Concepts: random, probability.

Simple Sample Statistics

I will start with a sample that gives nothing more than some simple statistics–the mean and standard deviation (SD)–for a single continuous variable. Excel has a function, NORMSINV, that converts a probability into a value of a normally distributed variable drawn from a population with a mean value of 0 and an SD of 1. You don't have to understand what NORMSINV does; just give NORMSINV the probability generated by RAND, et voila, a value of a variable! The rest of this paragraph is for the clever or curious. NORM and S stand for the standard unit normal probability distribution, and INV stands for the inverse thereof. In fact, it is the inverse of the cumulative normal probability distribution: =NORMSINV(p) interprets p as a cumulative probability by returning a value of a normally distributed variable with mean of 0 and SD of 1, such that p is the proportion of the population with values less than the value it returns. (Draw a normal distribution and shade the area under the curve to the left of a value: that's p. Also, p here is not the p value of null-hypothesis tests.) Small values of p give large negative values of the unit normally distributed variable, p=0.5 gives the value zero, and values of p close to 1 give large positive values of the variable. p=0.025 and p=0.975 give -1.96 and 1.96, which you will recognize if you've done stats courses.

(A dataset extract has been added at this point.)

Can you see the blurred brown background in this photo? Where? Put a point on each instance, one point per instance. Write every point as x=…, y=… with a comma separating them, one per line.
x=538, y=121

Let's generate that sample. Use the layout in the spreadsheet as a guide to label and make a column of RAND values and a column of NORMSINV of those values. (Having made one cell, copy it down by dragging down the little black box in the corner as before, or by highlighting the cell and blank cells below it, then hitting Ctrl-D.) Then make up a few names or copy my column of gender-neutral names to emphasize that we are about to make values of a subject characteristic like peak power.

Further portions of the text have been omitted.